Unions aren't just looking out for its members; in the case of United Food and Commercial Workers Canada, whose 250,000 members make it the largest private-sector union for Canada's retail and service industries, it has almost raised $25 million for the Leukemia and Lymphoma Society of Canada (LLSC).
UFCW Canada adopted the LLSC as its charity of choice in 1985. Since then, it has donated $23.8 million for research on blood cancers, such as leukemia and Hodgkin's disease, with hopes of finding a cure. This summer, after the tally from its latest fundraising efforts, it will have reached $25 mil.
One of its easiest fundraising drives is coming up this weekend in Ontario, May 26 and 27 -- the Returns for Leukemia bottle drive, which simply asks customers to donate all or a portion of their empty bottles (or cash) with 100 percent of the proceeds going to the LLSC.
UFCW Canada Local 12R24, which represents more than 6,000 Beer Store employees, organizes the fundraiser each May. However, the initial idea a decade ago took some convincing, recalls union president Rob Edwards.
"There was probably a half a dozen people sitting around dreaming - some were union officials and some were company officials - just kind of brainstorming," Edwards tells Samaritanmag.
"Frankly, probably four of the six thought it was ludicrous to even have a goal. I mean, at that time we talked about the possibility of [raising] $250,000. I guess the four of the six of us thought that was outlandish and almost bordering on lunacy. But, here we are down the road."
The total sum from the last two bottle drives crossed the $1 million mark. 2,800 Ontario union members and ouside volunteers gave their time to help with last year's drive.
UFCW Canada also hosts other fundraisers year-round across Canada for the LLSC from marathons and hockey tournaments to barbecues and bake sales.
"Every local in UFCW Canada is involved in [fundraising in] one way, shape or another," Edwards says. "I just truly believe that not only trade unions, but large groups of employees should do something to give back to the community.
"When people jump in for whatever amount of time, whether it be a couple of hours or a whole weekend for the bottle drive, they have that sense of a rewarding feeling and then they come back reinvigorated [next year] with more ideas."
He says that a "staggering" number of events benefitting the LLSC have been planned or are being organized with the Beer Store this summer, such as movie nights, charity concerts and golf tournaments.
UFCW is the largest individual contributor to the society and also awards a $120,000 research grant to the LLSC every two years for cancer research.

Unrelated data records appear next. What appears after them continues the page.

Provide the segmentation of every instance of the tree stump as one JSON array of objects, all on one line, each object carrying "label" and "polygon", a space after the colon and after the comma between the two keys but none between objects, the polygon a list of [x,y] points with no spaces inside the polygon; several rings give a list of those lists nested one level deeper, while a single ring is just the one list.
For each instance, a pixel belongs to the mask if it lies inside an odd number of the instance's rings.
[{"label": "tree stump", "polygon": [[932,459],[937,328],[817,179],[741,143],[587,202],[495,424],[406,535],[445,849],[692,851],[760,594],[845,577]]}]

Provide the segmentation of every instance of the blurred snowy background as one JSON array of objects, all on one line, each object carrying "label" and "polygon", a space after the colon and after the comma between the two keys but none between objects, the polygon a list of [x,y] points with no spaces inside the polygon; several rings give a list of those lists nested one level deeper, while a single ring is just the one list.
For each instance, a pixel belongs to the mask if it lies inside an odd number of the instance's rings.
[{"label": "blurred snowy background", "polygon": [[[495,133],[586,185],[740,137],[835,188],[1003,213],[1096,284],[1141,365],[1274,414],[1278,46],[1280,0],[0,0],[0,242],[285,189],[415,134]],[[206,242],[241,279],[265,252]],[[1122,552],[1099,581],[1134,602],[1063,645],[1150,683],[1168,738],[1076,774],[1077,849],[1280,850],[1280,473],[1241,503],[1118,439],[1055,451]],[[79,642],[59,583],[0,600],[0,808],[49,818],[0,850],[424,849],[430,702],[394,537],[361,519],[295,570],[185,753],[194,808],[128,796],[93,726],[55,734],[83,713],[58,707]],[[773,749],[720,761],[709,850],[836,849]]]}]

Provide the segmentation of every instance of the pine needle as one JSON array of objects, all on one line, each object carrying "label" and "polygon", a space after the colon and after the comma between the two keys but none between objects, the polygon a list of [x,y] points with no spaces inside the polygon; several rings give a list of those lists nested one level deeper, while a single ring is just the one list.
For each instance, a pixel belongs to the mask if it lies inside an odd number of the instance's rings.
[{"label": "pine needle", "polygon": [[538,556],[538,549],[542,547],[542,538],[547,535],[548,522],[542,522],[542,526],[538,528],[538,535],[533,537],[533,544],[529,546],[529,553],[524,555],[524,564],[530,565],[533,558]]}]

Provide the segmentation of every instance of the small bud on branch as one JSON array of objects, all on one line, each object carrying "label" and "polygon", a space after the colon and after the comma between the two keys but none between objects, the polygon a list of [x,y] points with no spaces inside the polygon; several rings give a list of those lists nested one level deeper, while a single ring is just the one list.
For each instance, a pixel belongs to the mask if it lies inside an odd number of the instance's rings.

Local 12R24 recently gave an award to Toronto's Dr. Dwayne Barber for his work with adult T-cell acute lymphoblastic leukemia (TALL). Funds raised by the union workers have helped Barber's research lab to figure out what triggers the blood cancer to ensure that new therapies are discovered, says LLSC's senior national director Lorna Warwick.
"Right now, the survival rate for that kind of leukemia in adults is that only 40 percent survive five years," Warwick tells samaritanmag. "We know that within the genes, there are certain pathways that kind of signal the cancer to happen, so it turns on the cancer. And he did an investigation into those global pathways to figure out how to turn them off."
Another project in the works at the LLSC is its Therapy Acceleration Program (TAP), which funds promising drugs from small biomedical companies to get them into clinical trials at a faster rate. The LLSC wants to ensure that new treatments get to patients as soon as possible.
One new drug, for instance, could significantly improve the survival rates of adults with acute myeloid leukemia (AML), a type of cancer that is hard to treat effectively. The drug, CPX-351 liposome injection, has been through two phases of clinical trials - and has been far more successful than other kinds of treatments.
"With normal therapy, the five-year survival rate is only around 22 percent and with this drug [patients] have a survival rate of around 50 percent," says Warwick. "It's still not where we would like it to be, but it's a big improvement."